On the other hand, I hold that the couple that sneezes together stays together. I mean, you can be “God blessing” each other back and forth till death do you part, so to speak, and the two of you will be keeping each other from getting The Plague to boot. That time-honored “God bless you,” followed by “thank you” custom started in the 6th century by Pope Gregory, who encouraged the requesting of this divine intervention since sneezing was often the first sign that somebody was coming down with The Plague.
When it comes down to it, from what I’ve gathered over the years, sneezing, if done discreetly, is socially allowable, whereas the blowing of one’s nose can be downright messy and can be risky besides – if performed in public like in restaurants or during the Pledge of Allegiance. Maybe that’s why you never see people on TV talk shows blow their noses. It should be performed with the utmost discretion, mainly because much too often, the blow you think will be modest and somewhat under control will come out something akin to the honking of a sandhill crane and make the person across the room jump. But when you gotta do it, you gotta do it, unless you’re a six-year-old boy and take care of business on your mucus-slicked shirt sleeve.

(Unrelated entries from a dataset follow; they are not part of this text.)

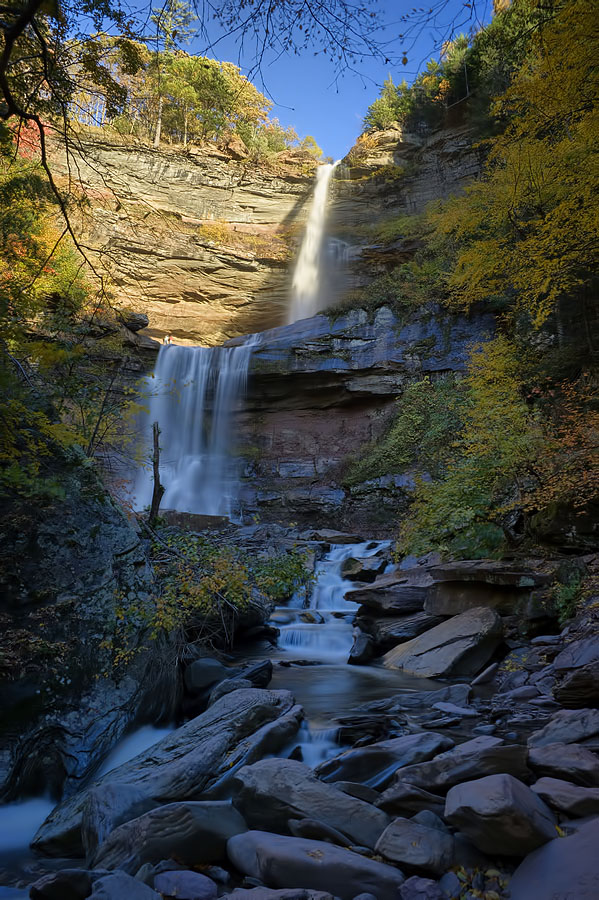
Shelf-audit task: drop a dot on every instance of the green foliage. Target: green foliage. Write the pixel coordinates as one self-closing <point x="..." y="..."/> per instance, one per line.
<point x="566" y="597"/>
<point x="493" y="455"/>
<point x="421" y="432"/>
<point x="203" y="587"/>
<point x="467" y="76"/>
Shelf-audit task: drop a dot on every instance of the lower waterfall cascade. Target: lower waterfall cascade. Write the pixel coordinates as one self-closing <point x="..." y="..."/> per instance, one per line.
<point x="195" y="391"/>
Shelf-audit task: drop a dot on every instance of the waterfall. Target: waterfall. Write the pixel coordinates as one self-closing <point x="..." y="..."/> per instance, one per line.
<point x="307" y="277"/>
<point x="195" y="391"/>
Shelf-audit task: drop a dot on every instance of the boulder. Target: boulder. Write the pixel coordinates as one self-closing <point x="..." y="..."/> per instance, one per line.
<point x="565" y="869"/>
<point x="365" y="570"/>
<point x="272" y="791"/>
<point x="203" y="673"/>
<point x="390" y="595"/>
<point x="460" y="646"/>
<point x="108" y="806"/>
<point x="416" y="847"/>
<point x="484" y="755"/>
<point x="66" y="884"/>
<point x="389" y="631"/>
<point x="375" y="764"/>
<point x="572" y="799"/>
<point x="579" y="688"/>
<point x="273" y="894"/>
<point x="569" y="761"/>
<point x="119" y="886"/>
<point x="568" y="726"/>
<point x="193" y="832"/>
<point x="500" y="815"/>
<point x="185" y="885"/>
<point x="197" y="760"/>
<point x="290" y="862"/>
<point x="416" y="888"/>
<point x="362" y="650"/>
<point x="403" y="799"/>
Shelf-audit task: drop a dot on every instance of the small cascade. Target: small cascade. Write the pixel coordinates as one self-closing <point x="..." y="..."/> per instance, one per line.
<point x="324" y="631"/>
<point x="195" y="392"/>
<point x="306" y="287"/>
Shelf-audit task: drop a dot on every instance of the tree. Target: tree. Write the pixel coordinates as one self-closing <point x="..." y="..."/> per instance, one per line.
<point x="173" y="26"/>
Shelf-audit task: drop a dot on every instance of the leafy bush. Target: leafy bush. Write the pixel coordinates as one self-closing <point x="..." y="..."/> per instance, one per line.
<point x="428" y="415"/>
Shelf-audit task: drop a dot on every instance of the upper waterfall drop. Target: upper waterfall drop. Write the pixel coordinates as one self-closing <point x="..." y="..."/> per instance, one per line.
<point x="307" y="277"/>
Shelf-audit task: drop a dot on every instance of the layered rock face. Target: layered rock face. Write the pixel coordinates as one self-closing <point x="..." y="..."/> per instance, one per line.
<point x="199" y="241"/>
<point x="320" y="389"/>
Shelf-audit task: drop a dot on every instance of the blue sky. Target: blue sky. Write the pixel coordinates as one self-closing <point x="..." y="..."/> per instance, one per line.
<point x="308" y="96"/>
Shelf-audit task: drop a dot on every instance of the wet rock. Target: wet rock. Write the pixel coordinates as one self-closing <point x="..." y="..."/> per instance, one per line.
<point x="567" y="726"/>
<point x="484" y="755"/>
<point x="569" y="761"/>
<point x="262" y="893"/>
<point x="579" y="688"/>
<point x="272" y="791"/>
<point x="260" y="674"/>
<point x="66" y="884"/>
<point x="571" y="799"/>
<point x="227" y="687"/>
<point x="196" y="760"/>
<point x="390" y="631"/>
<point x="365" y="570"/>
<point x="202" y="673"/>
<point x="194" y="832"/>
<point x="416" y="847"/>
<point x="362" y="650"/>
<point x="565" y="869"/>
<point x="500" y="815"/>
<point x="108" y="806"/>
<point x="119" y="885"/>
<point x="295" y="862"/>
<point x="315" y="830"/>
<point x="375" y="764"/>
<point x="185" y="886"/>
<point x="390" y="595"/>
<point x="459" y="646"/>
<point x="416" y="888"/>
<point x="404" y="799"/>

To paraphrase Neil Young, “Love is a nose, but you better not pick it.”
But I digress.
The whole Valentine’s Day thing goes back centuries but really took off after 1847 with the introduction by Esther Howland of Valentine’s Day greeting cards. Ever since then, it has become one of the most confusing, nay tricky, times of the year for married guys. I say “married” specifically because it ranks up there as one of three critical days on any husband’s calendar; the other two in the wedded bliss triad are, of course, the wedding anniversary and her birthday.
Single men can keep the romance going with something reasonably affordable; perfume, flowers or anything chocolate (even if it is the first day of Lent), and don’t forget the actual card as well as a plethora of memes and emojis. Plan carefully because V-Day cometh, and you never know what your Valentine may like.

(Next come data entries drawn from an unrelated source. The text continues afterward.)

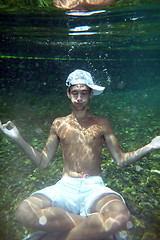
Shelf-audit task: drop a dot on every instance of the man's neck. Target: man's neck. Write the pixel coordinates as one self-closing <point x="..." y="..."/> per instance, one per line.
<point x="81" y="115"/>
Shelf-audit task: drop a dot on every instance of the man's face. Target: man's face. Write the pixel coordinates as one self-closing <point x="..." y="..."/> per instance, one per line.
<point x="80" y="96"/>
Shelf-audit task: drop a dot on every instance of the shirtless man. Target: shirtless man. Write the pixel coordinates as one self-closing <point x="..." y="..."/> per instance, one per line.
<point x="79" y="206"/>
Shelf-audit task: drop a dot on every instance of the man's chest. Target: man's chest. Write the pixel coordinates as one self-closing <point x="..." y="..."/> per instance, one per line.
<point x="80" y="133"/>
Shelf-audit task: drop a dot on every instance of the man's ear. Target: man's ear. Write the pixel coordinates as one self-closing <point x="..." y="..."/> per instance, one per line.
<point x="68" y="93"/>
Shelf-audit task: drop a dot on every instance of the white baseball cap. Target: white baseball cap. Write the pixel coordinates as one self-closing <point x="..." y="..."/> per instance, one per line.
<point x="83" y="77"/>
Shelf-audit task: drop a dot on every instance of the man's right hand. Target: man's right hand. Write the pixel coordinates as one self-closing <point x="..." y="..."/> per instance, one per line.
<point x="10" y="130"/>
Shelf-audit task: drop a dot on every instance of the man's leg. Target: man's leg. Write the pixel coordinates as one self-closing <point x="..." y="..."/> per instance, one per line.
<point x="36" y="212"/>
<point x="110" y="215"/>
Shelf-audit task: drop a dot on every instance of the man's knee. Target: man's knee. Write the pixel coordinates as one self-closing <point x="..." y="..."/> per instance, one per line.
<point x="116" y="210"/>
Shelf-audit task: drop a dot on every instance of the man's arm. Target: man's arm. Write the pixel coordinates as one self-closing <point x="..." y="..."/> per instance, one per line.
<point x="125" y="159"/>
<point x="41" y="159"/>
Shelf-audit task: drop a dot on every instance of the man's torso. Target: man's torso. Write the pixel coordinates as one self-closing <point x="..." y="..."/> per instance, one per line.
<point x="81" y="143"/>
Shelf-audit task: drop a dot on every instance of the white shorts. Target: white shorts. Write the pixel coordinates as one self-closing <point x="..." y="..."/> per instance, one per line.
<point x="76" y="195"/>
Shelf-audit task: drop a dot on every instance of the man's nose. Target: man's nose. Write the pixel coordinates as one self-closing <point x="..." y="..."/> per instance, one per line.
<point x="79" y="97"/>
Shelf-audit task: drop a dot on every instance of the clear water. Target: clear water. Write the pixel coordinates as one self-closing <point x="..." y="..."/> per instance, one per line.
<point x="121" y="49"/>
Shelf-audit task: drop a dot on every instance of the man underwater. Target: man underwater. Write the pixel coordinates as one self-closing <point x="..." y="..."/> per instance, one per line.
<point x="79" y="206"/>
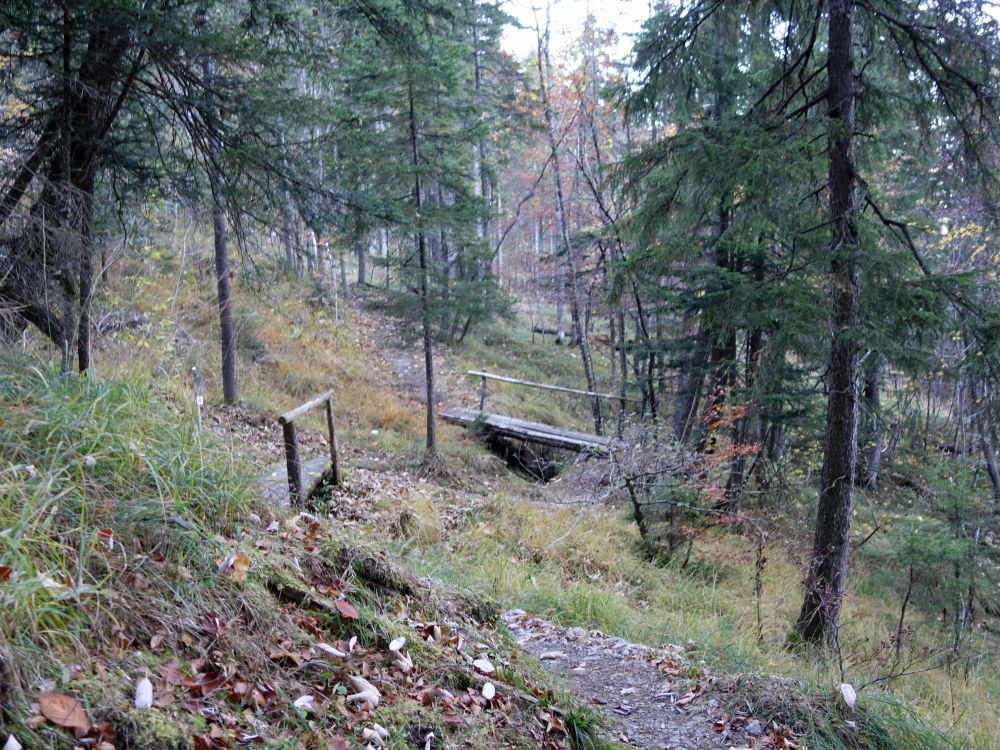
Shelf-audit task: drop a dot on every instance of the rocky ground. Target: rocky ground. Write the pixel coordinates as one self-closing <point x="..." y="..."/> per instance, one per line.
<point x="654" y="699"/>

But wouldn’t you know it, there is a flip side to this lovey-dovey stuff; a cathartic anti-Valentine for those who hold grudges after a breakup.
I was reading about a fundraiser sponsored by the San Antonio Zoo that is offering the heartbroken a chance to “exterminate’’ their past relationship by naming a cockroach after their chosen ex. For just $10 you can give them permission to stomp on your named cucaracha. If that’s a little too barbaric, I’m wondering if you can stipulate the more humane execution by nitrogen. You can also choose a veggie or a rat that will be fed to the zoo animals if that makes you feel better.
Otherwise, you can skip the pity party and just send the ten bucks to the Albuquerque Zoo.
More traditionally, I’ve always heard dinner and dancing is a good way to commemorate Valentine’s Day, but as far as that went, I was never much of a dancer. I once tried to master the Texas Two-Step but got mixed up with the step-step and step-close-step. And don’t get me started on my line-dancing kerfluffle.
By the way, today is the 114th anniversary of that league of future extraordinary gentlemen, the Boy Scouts of America. I don’t know if you have experienced scouting, but if you once sported that blue and yellow neckerchief, you’re in good company: Martin Luther King Jr., John F. Kennedy, Jim Morrison, Paul McCartney, Harrison Ford, Steven Spielberg, Jimmy Buffet, and the lead singer of Imagine Dragons. Oh, and yours truly.
My Boy Scout Handbook said, “A Scout is trustworthy, loyal, helpful, friendly, courteous, kind, obedient, cheerful, thrifty, brave, clean, and reverent.” Basically, all things that make up a decent human being, although as a Boy Scout, I have to admit to having a problem with the “obedient” part. My mother could’ve attested to that.
I couldn’t say for sure if being in Scouting through my teen years helped me, but I faithfully read Boy’s Life Magazine from cover to cover every month and did learn how to start a decent fire on camping trips. Unfortunately, I didn’t rise much above the Tenderfoot level since there was no merit badge for shooting pool, so there was that.
Boy Scouts don’t have cookies, but they do sell popcorn and sometimes fertilizer.